Seek, seek; that indicates activity. Seek God within yourself for St Augustine admits that when he sought him outside himself he failed to find him. Seek him in your soul, which is where he is pleased to dwell. That’s the base on which his servants ground the virtues which they are trying to put into practice (XII 131).

Further on he said:

Our Lord wants us above all else to seek his glory, his kingdom, his justice, and that in order to achieve this we must subordinate every­thing else to our spiritual life … (XII 132).
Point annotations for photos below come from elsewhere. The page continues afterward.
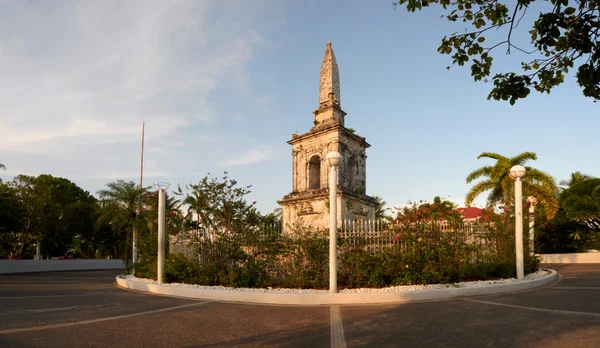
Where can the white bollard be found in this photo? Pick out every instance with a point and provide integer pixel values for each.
(161, 236)
(532, 202)
(334, 161)
(518, 172)
(333, 230)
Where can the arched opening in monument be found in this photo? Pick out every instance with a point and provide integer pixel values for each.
(352, 169)
(314, 173)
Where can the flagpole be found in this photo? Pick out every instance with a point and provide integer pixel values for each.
(134, 256)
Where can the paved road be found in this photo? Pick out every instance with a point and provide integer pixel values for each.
(86, 309)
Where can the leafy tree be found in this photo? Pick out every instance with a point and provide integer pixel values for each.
(54, 211)
(497, 180)
(576, 178)
(120, 203)
(274, 218)
(220, 204)
(576, 227)
(429, 212)
(11, 220)
(565, 32)
(582, 201)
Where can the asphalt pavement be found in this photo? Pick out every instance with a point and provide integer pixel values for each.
(87, 309)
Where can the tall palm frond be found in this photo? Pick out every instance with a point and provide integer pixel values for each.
(536, 183)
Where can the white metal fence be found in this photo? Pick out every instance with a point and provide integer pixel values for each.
(367, 235)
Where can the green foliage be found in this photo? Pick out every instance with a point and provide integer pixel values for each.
(219, 204)
(422, 254)
(419, 212)
(576, 227)
(565, 32)
(47, 210)
(498, 182)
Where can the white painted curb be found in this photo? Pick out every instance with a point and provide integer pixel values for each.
(28, 266)
(331, 299)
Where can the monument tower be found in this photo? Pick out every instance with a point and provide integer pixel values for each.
(308, 203)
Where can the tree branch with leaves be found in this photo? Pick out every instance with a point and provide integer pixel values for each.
(566, 34)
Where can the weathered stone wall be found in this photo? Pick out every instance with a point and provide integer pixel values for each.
(314, 210)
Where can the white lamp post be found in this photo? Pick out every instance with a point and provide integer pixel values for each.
(161, 231)
(532, 201)
(334, 159)
(518, 172)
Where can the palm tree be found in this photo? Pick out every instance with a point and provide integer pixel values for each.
(576, 178)
(120, 204)
(497, 180)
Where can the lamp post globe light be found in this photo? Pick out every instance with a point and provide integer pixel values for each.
(518, 173)
(162, 186)
(334, 159)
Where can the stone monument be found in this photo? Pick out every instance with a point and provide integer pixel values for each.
(308, 203)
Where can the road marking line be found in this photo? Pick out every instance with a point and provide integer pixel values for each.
(337, 328)
(575, 287)
(85, 322)
(555, 311)
(52, 296)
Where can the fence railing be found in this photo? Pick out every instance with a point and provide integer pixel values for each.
(368, 236)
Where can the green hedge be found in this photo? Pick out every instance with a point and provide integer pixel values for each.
(422, 255)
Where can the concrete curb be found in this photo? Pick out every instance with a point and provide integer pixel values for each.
(313, 299)
(30, 266)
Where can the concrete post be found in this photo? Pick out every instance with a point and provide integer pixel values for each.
(333, 230)
(532, 202)
(134, 249)
(161, 235)
(518, 173)
(519, 226)
(334, 159)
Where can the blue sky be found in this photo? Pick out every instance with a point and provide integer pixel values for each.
(222, 85)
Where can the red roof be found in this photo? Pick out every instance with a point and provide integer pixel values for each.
(474, 213)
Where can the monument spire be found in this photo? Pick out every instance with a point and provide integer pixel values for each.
(329, 88)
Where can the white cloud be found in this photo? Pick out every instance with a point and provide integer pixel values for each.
(78, 78)
(249, 157)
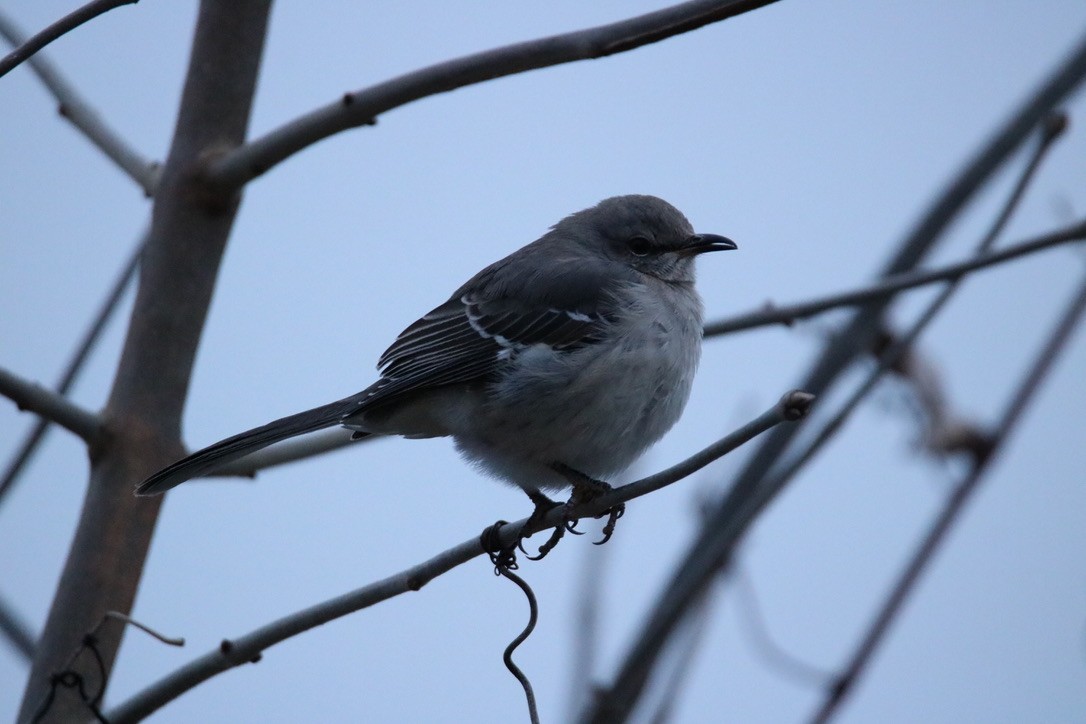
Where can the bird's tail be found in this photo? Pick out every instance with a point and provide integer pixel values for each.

And a bit further on again:

When we read the rule we find that it recommends us first of all to strive for our own perfection; that means to bring it about that God reigns in you and in me; in the second place, to co-operate with him in the extension of his kingdom (XII 138).

The 1984 Constitutions

When explaining what he meant by perfection Vincent mentioned the practice of virtues of which Jesus had given examples. In the Common Rules, chapter II §14, he refers to five virtues which are “more suitable for us”. In the Constitutions approved in 1984 §§7 and 8 read:

The Congregation, furthermore, seeks to express its spirit by five virtues which are drawn from its special way of looking at Christ, namely simplicity, humility, meekness, mortification and zeal for souls. Speaking of these five virtues St Vincent said: “The Congregation shall apply itself most diligently to the cultivation and practice of them so that these five virtues may become, so to speak, the faculties of the soul of the whole Congregation, and so that all the actions of each of its members may always be animated by them”. Each confrère will aim at a continually developing understanding of this spirit by re-examining the gospel, St. Vincent’s teaching and his example, remembering that our spirit and our ministry should each strengthen the other.

So, one result of all the self-examination which the Congregation has undergone since Vatican II is the re-discovery of the enduring worth of the basic points of Vincent’s teaching on the spiritual life of the indi­vidual confrère.